A plot of f(x) against $\log_c(x)$ will be periodic with period 1 i.e. the following equation will be true:
$f(x) = {\mathcal P}(\log_{c}(x))$ where ${\mathcal P}$ denotes some periodic function, whose periodicity is 1. Image 3
Perhaps then I could guess that the following set of functions work:
$f(x) = x^b {\mathcal P}(\log_c(x))$ where b is any constant
based off the answer we just arrived at above and the answer given by Stadnicki. This would work if $c^b = \lambda$, like before. Is this the general solution for positive c? If so, it would be nice to have an algebraic derivation, in the same vein as Stadnicki's. Also, what about $c < 0$?

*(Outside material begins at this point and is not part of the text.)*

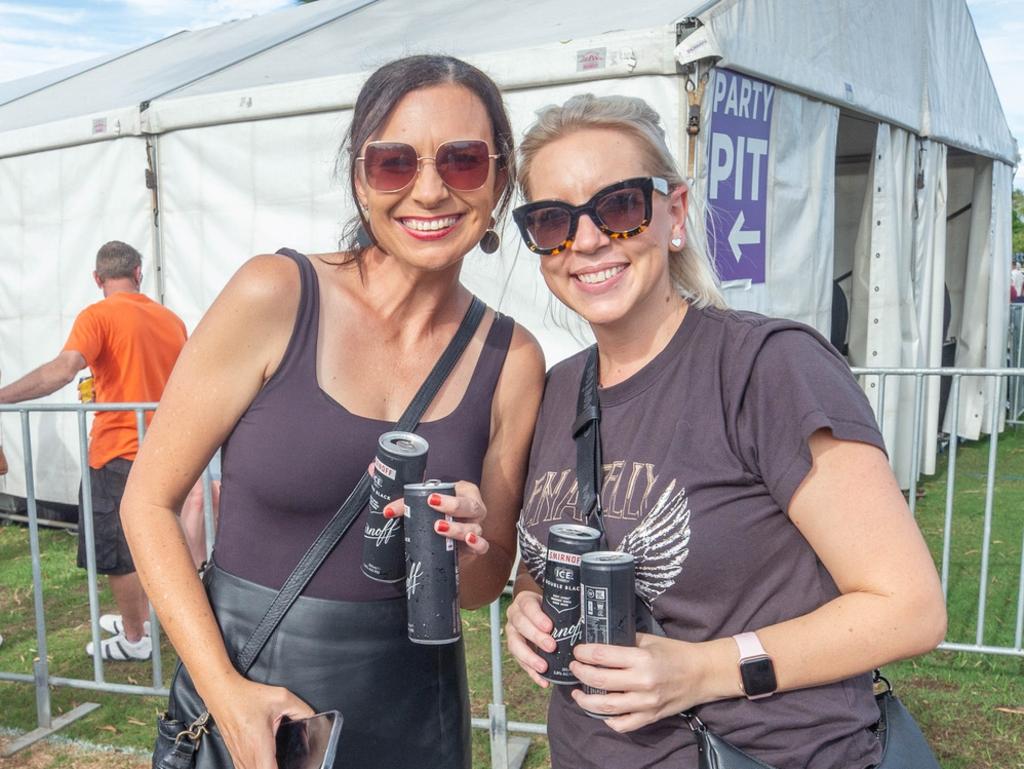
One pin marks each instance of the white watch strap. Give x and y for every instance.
(750, 645)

Let us suppose $c=e^a>0$ and $x=e^t>0$; the general case will be treated later.
The definition of $a, t$ above immediately leads to
$$ f(e^{t+a}) = \lambda \cdot f(e^t). $$
Defining $\varphi(t)\equiv \log f(e^t)-\frac{\log\lambda}{\log c}t, $ it is easy to see that $\varphi$ is a periodic function with period $a=\log c$. (The definition of $\varphi$ is not ad hoc but can be found in a step-by-step manner, e.g. by testing the functions $f(e^t),\;\log f(e^t),\;\log f(e^t)-bt$ to impose some desirable properties to the function in each step.)
Unwinding the definition of $\varphi$, we know that $f(x)$ is a function of the form
$$ f(x) = x^{\frac{\log\lambda}{\log c}} \cdot e^{\varphi(\log x)},\quad\text{where}\quad \varphi(t+\log c) = \varphi(t). $$
Your solution $f(x)=x^b$ is recovered when $\varphi(t)\equiv 0$ is chosen.
Caveat: One cannot simply take $\log$ of $f$ if $f<0$. Take instead $\log(-f)$ for this case. Finally, if $\lambda<0$, take the logarithm of $e^{i\pi t/a}f(e^t)$ instead of just $f(e^t)$.
Now, one can construct $f(x)$ on $[0,\infty), (-\infty,0]$ individually. Superpose those solutions to get $f$ on the real line. If you want $f$ to be continuous, setting $f(0)=0$ will do.
Lastly, if $c<0$, apply the condition twice to get
$$ f(c^2x)=\lambda^2\cdot f(x). $$
Solve for this equation on $x>0$, following the aforementioned procedure. Extend $f$ onto $x<0$ using the relation $f(cx)=\lambda\cdot f(x)$ and set $f(0)=0$ (if continuity is required). Then $f$ will be consistent all over the real line.